Deux programmes structurent l'exercice 2026. Émergence Créative, sur douze mois, conduit les porteuses de projet de l'idéation à la formalisation : immatriculation au registre du commerce, numéro d'identifiant unique, inscription fiscale. L'accélérateur Export & Scale prend le relais pour les structures de plus de deux ans, en synergie avec le Conseil National des Chargeurs du Cameroun, dirigé par Auguste Mbappe Penda. Les incubées y apprennent la logistique du fret, le suivi électronique des cargaisons et les formalités douanières, en vue du Salon International de l'Artisanat du Cameroun 2026. Cette logique de mise à niveau rejoint, dans un autre registre, celle du Women's Digital Center inauguré à Buéa pour les compétences numériques.

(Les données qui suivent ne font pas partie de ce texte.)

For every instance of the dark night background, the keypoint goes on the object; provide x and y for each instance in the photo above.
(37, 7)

Le GFAC évalue à plus de 150 le nombre de femmes formées depuis la restructuration du siège, avec un taux de survie à plus de 3 ans des jeunes pousses accompagnées estimé autour de 72 %, contre une mortalité massive sur le reste du tissu entrepreneurial individuel. L'admission reste sélective : femmes camerounaises ou résidentes légales, idée avancée ou structure de moins de deux ans dans la mode, l'artisanat, le design ou les arts visuels, ancrage dans un savoir-faire local. Le dossier ou pitch deck précède un grand oral devant un jury mêlant cadres du GFAC, alumni et partenaires institutionnels. Le site historique du groupement connaît des interruptions fréquentes, ce qui impose de vérifier les dates de clôture directement auprès du secrétariat à Yaoundé.
Trois défis conditionnent l'horizon 2030. La concentration de l'activité à Yaoundé laisse à l'écart les savoir-faire textiles de l'Ouest et les artisanats du Grand Nord, ce qui appelle des antennes régionales. L'accélération numérique, plateformes d'apprentissage en ligne et marketplace labellisée GFAC, conditionne cet élargissement sans nouvel investissement immobilier lourd. L'alignement sur la Zone de Libre-Échange Continentale Africaine, enfin, doit transformer l'accélérateur Export & Scale en véritable rampe de lancement, faute de quoi le marché intérieur camerounais, trop étroit, continuera de brider la croissance des entreprises créatives portées par des femmes.